The appeal, which has been brought to the court by labour-broking company Assign Services, deals with the 2015 amendment to the Labour Relations Act (LRA), which granted new rights to labour-broker workers.
The 2015 amendment was the result of persistent calls – led by trade union federation Cosatu – to ban the much-maligned practice of labour broking. But Assign Services insists that the interpretation given to the section by the Labour Appeal Court in fact disadvantages employees of labour brokers.
Section 198(a) of the LRA limits labour-broking contracts to three months, after which the law considers a worker a permanent employee of the client company – the company that has contracted the worker through a labour-broking company.
These workers are also supposed to be treated “not less favourably” than the client company’s long-standing permanent workers.
They should earn the same wages and get the same benefits.
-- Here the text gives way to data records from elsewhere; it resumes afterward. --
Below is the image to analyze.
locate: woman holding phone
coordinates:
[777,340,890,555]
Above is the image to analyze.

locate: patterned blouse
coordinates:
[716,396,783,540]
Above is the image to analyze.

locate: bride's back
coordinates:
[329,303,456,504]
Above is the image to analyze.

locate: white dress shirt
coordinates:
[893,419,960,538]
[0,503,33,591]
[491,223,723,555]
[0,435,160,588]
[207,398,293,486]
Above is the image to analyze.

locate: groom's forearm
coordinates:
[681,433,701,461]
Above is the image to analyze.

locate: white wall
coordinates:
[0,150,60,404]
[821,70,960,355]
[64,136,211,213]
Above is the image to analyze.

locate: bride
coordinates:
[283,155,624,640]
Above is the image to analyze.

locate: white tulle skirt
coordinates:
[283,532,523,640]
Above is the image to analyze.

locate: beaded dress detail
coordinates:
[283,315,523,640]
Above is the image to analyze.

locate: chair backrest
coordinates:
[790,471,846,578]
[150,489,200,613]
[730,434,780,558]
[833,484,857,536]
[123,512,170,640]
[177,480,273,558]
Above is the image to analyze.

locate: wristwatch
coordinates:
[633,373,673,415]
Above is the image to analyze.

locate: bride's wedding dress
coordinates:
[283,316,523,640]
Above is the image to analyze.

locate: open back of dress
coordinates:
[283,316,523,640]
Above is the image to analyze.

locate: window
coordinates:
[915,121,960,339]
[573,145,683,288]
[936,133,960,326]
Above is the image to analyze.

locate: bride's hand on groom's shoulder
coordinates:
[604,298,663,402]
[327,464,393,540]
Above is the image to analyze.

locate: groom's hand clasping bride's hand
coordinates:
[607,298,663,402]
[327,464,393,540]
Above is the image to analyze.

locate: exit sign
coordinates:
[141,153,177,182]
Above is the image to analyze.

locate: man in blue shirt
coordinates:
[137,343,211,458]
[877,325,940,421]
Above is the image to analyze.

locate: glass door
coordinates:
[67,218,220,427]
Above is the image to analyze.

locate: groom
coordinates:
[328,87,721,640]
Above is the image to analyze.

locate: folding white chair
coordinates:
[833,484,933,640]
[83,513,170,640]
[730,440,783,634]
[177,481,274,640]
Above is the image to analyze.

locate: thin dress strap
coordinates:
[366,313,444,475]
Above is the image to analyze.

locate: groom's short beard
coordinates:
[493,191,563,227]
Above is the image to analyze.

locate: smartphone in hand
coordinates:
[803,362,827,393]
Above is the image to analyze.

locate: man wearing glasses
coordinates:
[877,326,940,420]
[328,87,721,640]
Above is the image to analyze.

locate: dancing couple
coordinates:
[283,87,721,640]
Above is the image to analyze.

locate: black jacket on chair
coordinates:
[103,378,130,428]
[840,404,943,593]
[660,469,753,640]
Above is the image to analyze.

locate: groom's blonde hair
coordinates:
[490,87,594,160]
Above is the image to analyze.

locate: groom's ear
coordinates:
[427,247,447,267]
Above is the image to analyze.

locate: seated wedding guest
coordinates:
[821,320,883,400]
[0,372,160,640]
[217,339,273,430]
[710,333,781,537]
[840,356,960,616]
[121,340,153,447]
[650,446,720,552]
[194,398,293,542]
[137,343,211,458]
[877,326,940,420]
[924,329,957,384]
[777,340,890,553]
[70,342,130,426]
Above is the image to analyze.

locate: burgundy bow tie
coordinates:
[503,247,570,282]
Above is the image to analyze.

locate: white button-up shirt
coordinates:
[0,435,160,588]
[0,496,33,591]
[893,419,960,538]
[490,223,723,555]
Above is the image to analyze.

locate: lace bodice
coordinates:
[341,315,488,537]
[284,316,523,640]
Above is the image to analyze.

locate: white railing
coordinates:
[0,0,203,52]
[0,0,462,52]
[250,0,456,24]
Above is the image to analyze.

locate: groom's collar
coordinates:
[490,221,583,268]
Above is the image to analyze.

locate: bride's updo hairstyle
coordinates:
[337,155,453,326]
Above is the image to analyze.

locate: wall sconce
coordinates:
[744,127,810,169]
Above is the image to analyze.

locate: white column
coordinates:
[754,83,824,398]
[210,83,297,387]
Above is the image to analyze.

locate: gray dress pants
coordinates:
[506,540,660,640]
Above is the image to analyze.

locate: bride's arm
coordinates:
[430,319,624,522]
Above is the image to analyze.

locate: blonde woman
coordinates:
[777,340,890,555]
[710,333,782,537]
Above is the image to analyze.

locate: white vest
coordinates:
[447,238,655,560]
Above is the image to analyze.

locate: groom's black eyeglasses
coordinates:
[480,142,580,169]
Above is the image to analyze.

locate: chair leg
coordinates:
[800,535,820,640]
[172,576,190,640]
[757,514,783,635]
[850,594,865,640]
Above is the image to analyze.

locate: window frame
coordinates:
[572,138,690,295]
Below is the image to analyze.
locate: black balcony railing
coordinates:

Assign Services first referred a dispute on this against the National Union of Metalworkers of South Africa (Numsa) to the Commission for Conciliation, Mediation and Arbitration (CCMA). It argued for an interpretation of Section 198 that would – after the three month-period – make a worker an employee of both the labour-broking company and the client company. The CCMA rejected what became known as the “dual employer” interpretation.
On September 8 2015 the labour broker took the case to the Labour Court and acting Judge Martin Brassey ruled that the brokered workers were employees of both the labour broker and the client.
Numsa appealed to the LAC, which ultimately ruled to uphold the sole employer interpretation and overturn Judge Brassey’s judgment. The Constitutional Court is the last stop for the dispute and will determine whether all labour brokers and client companies in South Africa are bound to the sole employer interpretation.
In a founding affidavit, managing director of Assign Services Sean Kramer says that the sole employer interpretation is “tantamount to a ban on labour broking after the elapse of the three-month period under the LRA”.
In his heads of argument, advocate Wim Trengove SC, counsel for Assign Services, contends that the sole employer interpretation hurts labour-broker workers – suggesting that under the dual employer interpretation, workers enjoy the protection and benefits of being employed by the labour broker.
Trengove argues that the transferral of employment leaves workers even more vulnerable because there is no provision for what happens to a worker’s accrued leave, annual bonus, pension and so on once they become the permanent employees of the client. The worker, he says, is also not necessarily given a contract by the client.
Under the dual employer interpretation Trengove says: “The vulnerable employees retain all the protection they have always had. Once they pass the three-month mark with the same client, however, they are given additional protection in that they are now also deemed to be employees of the client.”
Hans van der Riet SC, counsel for Numsa, argues that it is unlikely that workers are likely to face worse conditions – as Trengove suggests – under the employ of the client company. In heads of argument, Van der Riet contends that the section only applies if a labour-broker worker’s employment conditions are already “less favourable” than those of a permanent worker.
As a friend of the court, Ighsaan Schroeder of the Casual Workers Advice Office (CWAO) in an affidavit says that – in CWAO’s experience of working with “thousands of labour-broker workers placed in hundreds of workplaces, who have struggled to access their new rights to employment security” – the dual employment structure only “produces uncertainty and employment insecurity” for workers, undermining their rights to collective bargaining.
On Assign Service’s contention that a dual employment structure serves the interests of workers, Schroeder says that “the suggestion that they are motivated by a desire to strive for an outcome that enhances protection for workers is disingenuous”.